CRISPR Facilitates Successful Red Blood Cell Transfusion
Popular simplification of blood groups while collection of blood at hospitals and centres has led to the misrepresentation of the complexity of RBC surface antigens that influence donor–recipient compatibility with 36 blood group systems and more than 350 different antigens recognised by the International Society of Blood Transfusion.
Mismatch of any blood group antigen has the potential to cause alloimmunisation (generation of antibodies to non‐self RBC antigens). Across all transfusion recipients, this occurs in approximately 2–5% of cases; however, in chronically transfused sickle‐cell disease (SCD) patients, RBC alloimmunisation occurs in approximately 30% of cases.
Whilst alloimmunisation of chronically transfused patients increases the difficulty in obtaining suitably matched donations, individuals exist with non‐pathological but particularly rare naturally occurring blood group phenotypes that also present major challenges for blood transfusion services across the world to match.
The ability to generate RBCs with bespoke phenotypes for individuals with rare blood types together with a “more universal” source of RBCs designed to minimise alloimmunisation in SCD patients and to meet the transfusion needs of existing patients for whom alloimmunisation has reduced the suitable donor pool would have obvious clinical benefits.

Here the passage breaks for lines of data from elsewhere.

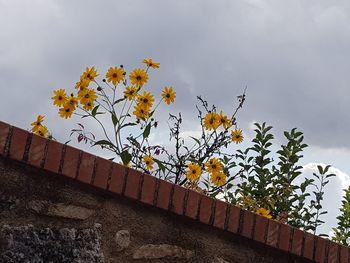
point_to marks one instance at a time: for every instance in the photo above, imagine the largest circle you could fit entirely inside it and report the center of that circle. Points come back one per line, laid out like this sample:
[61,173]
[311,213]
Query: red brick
[320,253]
[148,189]
[344,254]
[117,178]
[297,242]
[86,168]
[103,168]
[37,151]
[284,239]
[164,192]
[247,224]
[333,252]
[4,131]
[192,204]
[233,219]
[178,200]
[260,229]
[18,143]
[53,156]
[309,246]
[205,210]
[133,184]
[70,162]
[273,233]
[220,214]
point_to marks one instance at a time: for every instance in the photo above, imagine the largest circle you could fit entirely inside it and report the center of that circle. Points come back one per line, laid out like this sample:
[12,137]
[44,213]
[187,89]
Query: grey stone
[60,210]
[122,239]
[39,245]
[161,251]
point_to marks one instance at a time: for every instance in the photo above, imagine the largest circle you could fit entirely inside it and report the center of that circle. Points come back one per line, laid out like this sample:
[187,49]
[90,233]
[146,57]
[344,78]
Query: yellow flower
[38,123]
[214,165]
[138,77]
[151,63]
[141,112]
[263,212]
[168,95]
[90,74]
[193,172]
[59,98]
[218,179]
[87,96]
[130,93]
[148,161]
[146,99]
[224,121]
[82,83]
[237,136]
[42,131]
[73,101]
[115,75]
[211,121]
[88,106]
[66,111]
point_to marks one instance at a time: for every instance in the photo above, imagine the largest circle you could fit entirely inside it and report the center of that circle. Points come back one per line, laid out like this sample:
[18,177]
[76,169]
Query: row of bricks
[55,157]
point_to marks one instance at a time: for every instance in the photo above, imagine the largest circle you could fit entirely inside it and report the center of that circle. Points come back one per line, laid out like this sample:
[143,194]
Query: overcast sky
[292,55]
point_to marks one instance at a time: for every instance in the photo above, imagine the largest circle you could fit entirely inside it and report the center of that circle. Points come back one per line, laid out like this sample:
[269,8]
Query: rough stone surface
[162,251]
[60,210]
[41,245]
[122,239]
[7,202]
[27,193]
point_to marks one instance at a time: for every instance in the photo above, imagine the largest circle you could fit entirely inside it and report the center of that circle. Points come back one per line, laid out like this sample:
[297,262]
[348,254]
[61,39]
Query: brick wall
[57,187]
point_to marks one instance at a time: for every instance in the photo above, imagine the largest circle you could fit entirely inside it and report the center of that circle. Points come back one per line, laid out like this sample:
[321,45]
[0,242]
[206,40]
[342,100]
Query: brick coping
[52,156]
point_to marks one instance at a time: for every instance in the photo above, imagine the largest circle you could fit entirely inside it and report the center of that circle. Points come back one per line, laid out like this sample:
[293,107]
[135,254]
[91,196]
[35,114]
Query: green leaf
[94,111]
[125,156]
[196,140]
[104,142]
[147,131]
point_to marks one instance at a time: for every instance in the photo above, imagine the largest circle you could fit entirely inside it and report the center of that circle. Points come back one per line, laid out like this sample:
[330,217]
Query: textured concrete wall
[48,218]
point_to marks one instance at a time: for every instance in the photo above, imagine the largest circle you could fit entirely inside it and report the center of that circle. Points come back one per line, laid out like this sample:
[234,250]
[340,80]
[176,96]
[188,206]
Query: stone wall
[45,217]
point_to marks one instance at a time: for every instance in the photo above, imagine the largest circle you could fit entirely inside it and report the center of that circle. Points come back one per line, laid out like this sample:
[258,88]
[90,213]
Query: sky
[293,57]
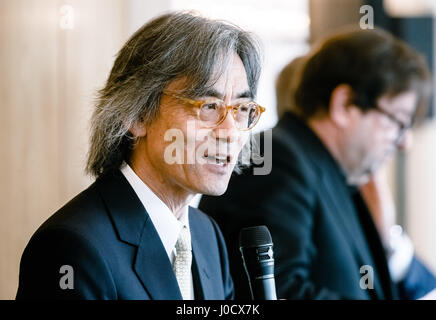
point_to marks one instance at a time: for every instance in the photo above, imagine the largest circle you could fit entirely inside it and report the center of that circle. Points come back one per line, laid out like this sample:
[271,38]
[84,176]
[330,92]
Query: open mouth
[221,160]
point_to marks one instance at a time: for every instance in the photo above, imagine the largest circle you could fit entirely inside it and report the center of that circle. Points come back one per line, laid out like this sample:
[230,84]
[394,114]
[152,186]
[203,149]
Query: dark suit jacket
[322,230]
[107,237]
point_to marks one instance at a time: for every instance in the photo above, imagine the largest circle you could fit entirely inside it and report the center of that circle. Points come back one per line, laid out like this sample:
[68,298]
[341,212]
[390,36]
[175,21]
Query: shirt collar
[164,221]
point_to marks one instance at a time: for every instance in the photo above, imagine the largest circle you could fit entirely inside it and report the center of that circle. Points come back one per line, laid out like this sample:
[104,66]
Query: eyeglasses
[213,112]
[402,126]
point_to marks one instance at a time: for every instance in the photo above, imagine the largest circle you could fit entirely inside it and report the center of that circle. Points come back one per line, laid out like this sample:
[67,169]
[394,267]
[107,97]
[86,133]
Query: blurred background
[55,54]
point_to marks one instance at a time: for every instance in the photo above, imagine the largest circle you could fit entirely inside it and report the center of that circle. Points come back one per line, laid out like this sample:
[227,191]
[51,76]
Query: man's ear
[340,100]
[138,129]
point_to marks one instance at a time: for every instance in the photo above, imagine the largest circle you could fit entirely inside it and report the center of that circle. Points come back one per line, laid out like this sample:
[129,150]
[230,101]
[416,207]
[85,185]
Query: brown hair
[372,62]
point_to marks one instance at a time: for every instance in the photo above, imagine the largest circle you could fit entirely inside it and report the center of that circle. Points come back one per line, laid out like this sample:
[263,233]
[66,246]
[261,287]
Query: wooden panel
[48,80]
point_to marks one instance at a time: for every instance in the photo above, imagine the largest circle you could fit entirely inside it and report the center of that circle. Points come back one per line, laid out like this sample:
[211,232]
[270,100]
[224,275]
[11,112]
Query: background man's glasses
[213,112]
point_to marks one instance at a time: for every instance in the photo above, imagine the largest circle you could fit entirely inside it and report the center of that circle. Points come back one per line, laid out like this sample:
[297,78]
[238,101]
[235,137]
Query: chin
[214,187]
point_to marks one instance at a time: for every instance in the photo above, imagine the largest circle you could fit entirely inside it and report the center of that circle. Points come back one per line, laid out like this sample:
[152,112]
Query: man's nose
[406,141]
[227,129]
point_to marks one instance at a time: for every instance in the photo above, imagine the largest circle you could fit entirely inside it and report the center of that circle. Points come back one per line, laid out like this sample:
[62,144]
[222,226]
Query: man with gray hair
[131,234]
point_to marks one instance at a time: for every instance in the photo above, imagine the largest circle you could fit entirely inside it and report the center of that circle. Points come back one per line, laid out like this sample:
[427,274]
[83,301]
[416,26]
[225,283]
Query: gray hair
[170,47]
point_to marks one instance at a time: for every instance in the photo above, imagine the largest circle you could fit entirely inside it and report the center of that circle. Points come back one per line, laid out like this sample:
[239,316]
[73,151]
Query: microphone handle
[263,288]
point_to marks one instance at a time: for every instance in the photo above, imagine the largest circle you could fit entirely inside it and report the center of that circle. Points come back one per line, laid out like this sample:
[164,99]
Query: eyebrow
[216,94]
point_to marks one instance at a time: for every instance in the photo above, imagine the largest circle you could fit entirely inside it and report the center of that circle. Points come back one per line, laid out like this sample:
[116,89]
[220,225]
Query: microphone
[255,244]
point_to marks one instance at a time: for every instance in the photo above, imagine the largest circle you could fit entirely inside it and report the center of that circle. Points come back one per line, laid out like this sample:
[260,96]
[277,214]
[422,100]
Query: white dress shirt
[163,219]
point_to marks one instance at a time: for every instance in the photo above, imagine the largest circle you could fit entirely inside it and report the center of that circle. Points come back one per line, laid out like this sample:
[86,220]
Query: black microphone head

The desire to improve RBC compatibility for transfusion is not a new concept. Now, scientists at the U.K.-based NIHR Blood and Transplant Research Unit (NIHR BTRU) in red cell products, BrisSynBio Center, and NHS Blood and Transplant in Bristol have developed individual cell lines in which specific blood group genes were altered using CRISPR to prevent the expression of blood group proteins that can cause immune reactions.

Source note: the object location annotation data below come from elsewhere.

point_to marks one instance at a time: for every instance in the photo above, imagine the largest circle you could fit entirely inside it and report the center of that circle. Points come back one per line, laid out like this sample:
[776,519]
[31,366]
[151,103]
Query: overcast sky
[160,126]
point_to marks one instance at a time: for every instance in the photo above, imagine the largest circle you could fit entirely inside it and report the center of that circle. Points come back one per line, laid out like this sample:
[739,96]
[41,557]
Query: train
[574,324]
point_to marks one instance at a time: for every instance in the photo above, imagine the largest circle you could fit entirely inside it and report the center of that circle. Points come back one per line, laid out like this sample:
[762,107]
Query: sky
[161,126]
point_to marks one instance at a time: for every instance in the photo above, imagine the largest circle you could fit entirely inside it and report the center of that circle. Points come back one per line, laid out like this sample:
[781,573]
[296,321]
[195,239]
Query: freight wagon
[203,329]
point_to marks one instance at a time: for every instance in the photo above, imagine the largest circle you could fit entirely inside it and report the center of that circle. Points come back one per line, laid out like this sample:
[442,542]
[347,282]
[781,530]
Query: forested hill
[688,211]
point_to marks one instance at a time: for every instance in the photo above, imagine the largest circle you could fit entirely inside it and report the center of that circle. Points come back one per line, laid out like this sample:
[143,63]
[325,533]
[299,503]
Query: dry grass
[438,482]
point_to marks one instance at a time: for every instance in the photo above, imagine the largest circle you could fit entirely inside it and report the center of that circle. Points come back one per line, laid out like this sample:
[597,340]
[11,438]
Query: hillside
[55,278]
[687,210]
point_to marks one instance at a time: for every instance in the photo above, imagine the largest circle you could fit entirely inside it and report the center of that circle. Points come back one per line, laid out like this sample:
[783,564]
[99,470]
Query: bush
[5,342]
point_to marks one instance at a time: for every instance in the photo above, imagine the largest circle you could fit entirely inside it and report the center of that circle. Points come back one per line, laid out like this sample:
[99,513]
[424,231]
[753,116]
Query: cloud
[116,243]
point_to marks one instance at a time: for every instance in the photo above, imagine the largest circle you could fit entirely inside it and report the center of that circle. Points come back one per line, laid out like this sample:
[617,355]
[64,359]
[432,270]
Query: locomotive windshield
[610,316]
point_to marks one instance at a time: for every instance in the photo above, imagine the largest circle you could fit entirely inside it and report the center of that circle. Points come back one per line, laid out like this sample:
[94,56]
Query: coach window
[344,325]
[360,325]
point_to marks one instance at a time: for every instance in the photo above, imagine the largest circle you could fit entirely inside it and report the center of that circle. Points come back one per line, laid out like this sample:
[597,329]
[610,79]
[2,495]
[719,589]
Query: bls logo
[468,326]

Dr. Ashley Toye Director of the Bristol NIHR BTRU said: “Blood made using genetically edited cells could one day provide compatible transfusions for a group of patients for whom blood matching is difficult or impossible to achieve within the donor population. However, much more work will still be needed to produce blood cells suitable for patient use.”
The study is the first that demonstrate the use of gene editing in combination with laboratory culture of red blood cells to generate rare or customized red blood cells for patients with specific needs. While the authors stress the many challenging technical obstacles that must be overcome before this approach could be translated to a clinical product, they believe their work does provide a window into the possible applications of red blood cells produced from gene-edited cell lines.